I have two lovely cats which sadly need a new loving home. Pebbles is a female, ginger and white non-pedigree and is 9-10 years old. She is very cuddly and will snuggle up with her head in your hair every opportunity she gets. I have had her since she was a kitten. She has been neutered.

Oscar is a male Colourpoint and is 3 years old. He has been spayed and is microchipped. 2 years ago he was hit by and car and had his back leg broken. It is fully healed now but he does get jumpy with unfamiliar noises. He likes nothing better than sprawling out on the floor or curling up in his bed and he is as daft as a brush. He is a very large cat! I have also had him since he was a kitten and have his pedigree papers.

I am very sad to see my babies go but they no longer get the attention they need due to family and work and it is not fair on them. I know it is a big ask but I would really would like to rehome them together as I think they would be lost without each other, Oscar especially. They need a home where someone has time to give them lots of love and attention.
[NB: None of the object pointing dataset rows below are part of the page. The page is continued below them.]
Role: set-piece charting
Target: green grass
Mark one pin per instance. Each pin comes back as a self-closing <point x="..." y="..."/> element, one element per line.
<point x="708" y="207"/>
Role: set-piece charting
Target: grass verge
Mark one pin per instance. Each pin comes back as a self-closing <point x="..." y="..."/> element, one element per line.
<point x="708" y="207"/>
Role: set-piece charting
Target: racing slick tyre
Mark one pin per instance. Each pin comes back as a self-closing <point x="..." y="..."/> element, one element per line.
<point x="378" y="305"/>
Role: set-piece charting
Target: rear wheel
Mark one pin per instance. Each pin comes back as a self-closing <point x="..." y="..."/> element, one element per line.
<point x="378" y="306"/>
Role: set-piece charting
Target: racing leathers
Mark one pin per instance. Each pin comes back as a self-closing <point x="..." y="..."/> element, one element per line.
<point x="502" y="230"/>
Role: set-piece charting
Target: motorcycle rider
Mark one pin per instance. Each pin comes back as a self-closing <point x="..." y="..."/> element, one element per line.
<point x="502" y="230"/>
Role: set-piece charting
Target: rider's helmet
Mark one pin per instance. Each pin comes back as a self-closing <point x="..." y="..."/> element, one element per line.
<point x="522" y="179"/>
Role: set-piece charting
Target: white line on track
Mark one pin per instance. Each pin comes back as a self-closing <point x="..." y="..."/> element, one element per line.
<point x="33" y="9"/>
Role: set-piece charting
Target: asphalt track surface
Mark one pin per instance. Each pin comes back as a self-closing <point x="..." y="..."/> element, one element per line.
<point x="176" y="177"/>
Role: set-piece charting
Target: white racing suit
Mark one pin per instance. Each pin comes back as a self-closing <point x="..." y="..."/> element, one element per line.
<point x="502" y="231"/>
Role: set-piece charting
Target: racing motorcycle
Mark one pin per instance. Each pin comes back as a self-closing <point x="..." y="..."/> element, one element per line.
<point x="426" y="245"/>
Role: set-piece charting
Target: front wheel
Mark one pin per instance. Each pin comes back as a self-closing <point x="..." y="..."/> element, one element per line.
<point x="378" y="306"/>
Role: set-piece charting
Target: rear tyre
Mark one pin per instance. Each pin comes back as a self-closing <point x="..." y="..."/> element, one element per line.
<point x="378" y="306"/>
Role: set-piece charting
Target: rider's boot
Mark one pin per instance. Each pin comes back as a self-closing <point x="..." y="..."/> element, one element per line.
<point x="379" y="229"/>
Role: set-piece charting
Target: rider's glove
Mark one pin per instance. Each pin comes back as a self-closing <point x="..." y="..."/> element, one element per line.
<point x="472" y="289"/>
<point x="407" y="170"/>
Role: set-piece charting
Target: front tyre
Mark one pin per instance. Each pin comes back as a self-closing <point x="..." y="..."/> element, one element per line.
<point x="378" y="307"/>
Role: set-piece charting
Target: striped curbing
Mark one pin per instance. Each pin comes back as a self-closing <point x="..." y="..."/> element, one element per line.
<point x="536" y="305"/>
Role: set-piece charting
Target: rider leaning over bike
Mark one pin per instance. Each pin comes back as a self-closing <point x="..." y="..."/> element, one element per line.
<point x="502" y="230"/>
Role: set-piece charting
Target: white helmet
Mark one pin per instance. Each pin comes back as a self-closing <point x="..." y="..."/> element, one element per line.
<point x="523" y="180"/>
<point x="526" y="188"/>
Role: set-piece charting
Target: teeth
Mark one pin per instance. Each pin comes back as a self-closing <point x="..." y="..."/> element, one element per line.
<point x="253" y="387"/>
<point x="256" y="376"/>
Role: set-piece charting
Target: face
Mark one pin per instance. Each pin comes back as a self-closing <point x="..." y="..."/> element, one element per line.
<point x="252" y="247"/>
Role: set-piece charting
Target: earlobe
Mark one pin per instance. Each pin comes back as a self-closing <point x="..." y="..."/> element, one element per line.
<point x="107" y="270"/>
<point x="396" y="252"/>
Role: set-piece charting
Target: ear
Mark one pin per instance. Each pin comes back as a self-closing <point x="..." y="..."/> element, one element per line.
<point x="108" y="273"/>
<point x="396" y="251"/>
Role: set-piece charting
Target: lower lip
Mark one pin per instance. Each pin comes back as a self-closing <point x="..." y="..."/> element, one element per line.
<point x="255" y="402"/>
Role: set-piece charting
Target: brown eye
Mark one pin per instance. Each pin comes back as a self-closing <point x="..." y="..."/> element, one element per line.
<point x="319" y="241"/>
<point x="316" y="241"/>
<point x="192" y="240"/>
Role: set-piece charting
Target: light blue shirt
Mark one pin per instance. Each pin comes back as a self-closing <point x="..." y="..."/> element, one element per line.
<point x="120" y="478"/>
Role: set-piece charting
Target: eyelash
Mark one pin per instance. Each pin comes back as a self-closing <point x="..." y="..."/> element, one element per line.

They are both outdoor cats but will also use a litter tray if necessary. If you have any questions please ask. I live in Rossendale.


----------



## lizward (Feb 29, 2008)

I think you should reconsider this. You may feel you don't have as much time as you want to give them, but the wrench for the cats being taken from their home and placed elsewhere is going to be huge, and in the present economic climate there are vast numbers of older cats desperate for homes. The colourpoint will be wanted by many people because he is pretty and fairly young, do you really want to risk someone claiming they want both cats and then dumping the older one because they only said they wanted him in order to get the pedigree? Frankly the way things are in the country right now, you need to keep your animals unless you CAN'T look after them, not simply surrender them because you feel guilty!

Liz


----------



## Skully (Feb 26, 2010)

Lizward, you may feel that one of the cats is better looking or more likely to be kept than the other, but not everyone thinks this way. I think they are both stunningly gorgeous cats. Also many of us that have regularly had cats that live into their 20's don't see 9/10 years as old. I'm sure Lisamb hasn't come to the decision to re-home her cats lightly.

Lisa, if I had the funds to take them both I would, sadly I don't. I hope you find a loving forever home to keep them together soon.


----------



## lizward (Feb 29, 2008)

The plain fact is that cats over 5 years old are very difficult to rehome.

Liz


----------



## fluffosaur (Dec 10, 2009)

Cats really don't need that much of your time! I generally leave my fosters alone whilst I'm at work (8-10 hours). They're not like dogs & are very independent animals.

I'd strongly urge you to reconsider rehoming them too. Rehoming cats over the age of about ... oooh... 6 months is really difficult.


----------



## kellyrich (Jan 8, 2009)

I hope you manage to find them a nice new home they are both lovely cats!

I gave a home to a 7 year old cat and dont regret it for a second, some people do want older cats and i wish you luck and im sure you are doing it for the right reasons otherwise you wouldnt be doing it, you know your circumstances and it isnt for others to judge you on this to be honest!

I just wish i could take them!


----------



## Guest (May 16, 2010)

I wish I could take them but I live way to far away


----------